Financial Times tests an AI chatbot trained on decades of its own articles

Key Points:

  • Financial Times introduces a new generative AI chatbot called Ask FT
  • Ask FT provides curated natural language answers based on decades of published information
  • Ask FT is currently available to a few hundred paid subscribers in the FT Professional tier


The Financial Times has introduced a new generative AI chatbot called Ask FT, designed to provide subscribers with curated natural language answers to a wide range of questions using decades of published information. This tool, akin to other generalized AI bots like ChatGPT and Copilot, draws on the outlet’s extensive archives to offer reliable responses. While the chatbot is currently available exclusively to a limited number of paid subscribers in the FT Professional tier aimed at business professionals and institutions, the outlet plans to keep refining its functionality.


Ask FT is powered by Claude, a large language model developed by Anthropic, although the technology used may evolve over time based on performance. The chatbot covers a spectrum of inquiries, from current events like Intel’s government funding under the CHIPS Act to more comprehensive topics such as the impact of cryptocurrency on the environment. It delves into the FT’s archives for detailed responses and provides citations for the referenced information.

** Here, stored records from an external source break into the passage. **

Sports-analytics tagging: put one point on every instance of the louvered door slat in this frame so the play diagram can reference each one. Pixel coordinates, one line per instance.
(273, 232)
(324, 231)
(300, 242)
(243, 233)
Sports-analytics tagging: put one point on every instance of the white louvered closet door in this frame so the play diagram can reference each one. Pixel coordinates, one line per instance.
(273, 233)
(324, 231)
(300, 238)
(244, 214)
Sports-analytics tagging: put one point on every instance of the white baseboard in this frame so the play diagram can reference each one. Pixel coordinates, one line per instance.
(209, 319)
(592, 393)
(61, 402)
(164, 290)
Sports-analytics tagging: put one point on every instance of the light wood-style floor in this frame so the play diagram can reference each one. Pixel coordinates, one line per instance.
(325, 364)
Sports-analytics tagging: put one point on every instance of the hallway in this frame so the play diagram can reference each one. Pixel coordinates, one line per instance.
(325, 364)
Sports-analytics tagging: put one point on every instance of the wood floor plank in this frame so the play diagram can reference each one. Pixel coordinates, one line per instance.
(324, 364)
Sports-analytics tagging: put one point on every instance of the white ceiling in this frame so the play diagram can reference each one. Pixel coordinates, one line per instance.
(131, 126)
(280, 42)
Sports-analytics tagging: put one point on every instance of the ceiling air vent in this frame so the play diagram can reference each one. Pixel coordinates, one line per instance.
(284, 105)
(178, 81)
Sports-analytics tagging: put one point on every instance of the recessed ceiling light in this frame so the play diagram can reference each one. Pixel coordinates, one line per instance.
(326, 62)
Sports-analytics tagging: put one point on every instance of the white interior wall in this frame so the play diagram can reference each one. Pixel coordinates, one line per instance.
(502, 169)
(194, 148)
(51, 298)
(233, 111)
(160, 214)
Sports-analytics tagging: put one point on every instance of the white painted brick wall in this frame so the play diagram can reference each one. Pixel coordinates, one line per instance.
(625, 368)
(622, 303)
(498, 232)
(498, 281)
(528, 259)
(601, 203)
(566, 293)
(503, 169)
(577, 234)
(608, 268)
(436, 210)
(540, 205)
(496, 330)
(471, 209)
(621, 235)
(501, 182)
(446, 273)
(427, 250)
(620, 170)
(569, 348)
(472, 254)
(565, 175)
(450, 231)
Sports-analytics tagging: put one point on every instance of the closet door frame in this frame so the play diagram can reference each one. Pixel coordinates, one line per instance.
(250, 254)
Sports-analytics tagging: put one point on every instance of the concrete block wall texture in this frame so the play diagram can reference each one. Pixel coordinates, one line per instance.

While the tool generally offers accurate responses, some inconsistencies have been observed during testing, such as outdated data on candidates in the 2024 US presidential election. The team behind the chatbot is continuously fine-tuning its algorithms based on internal testing and user feedback, aiming to enhance accuracy and relevance.


Unlike previous AI tools deployed by other digital outlets, Ask FT appears to be more reliable and informative, delivering accurate answers to questions ranging from historical facts to recent developments. As the Financial Times refines and evaluates Ask FT further, the chatbot will remain in beta, with plans for wider availability to subscribers in the future.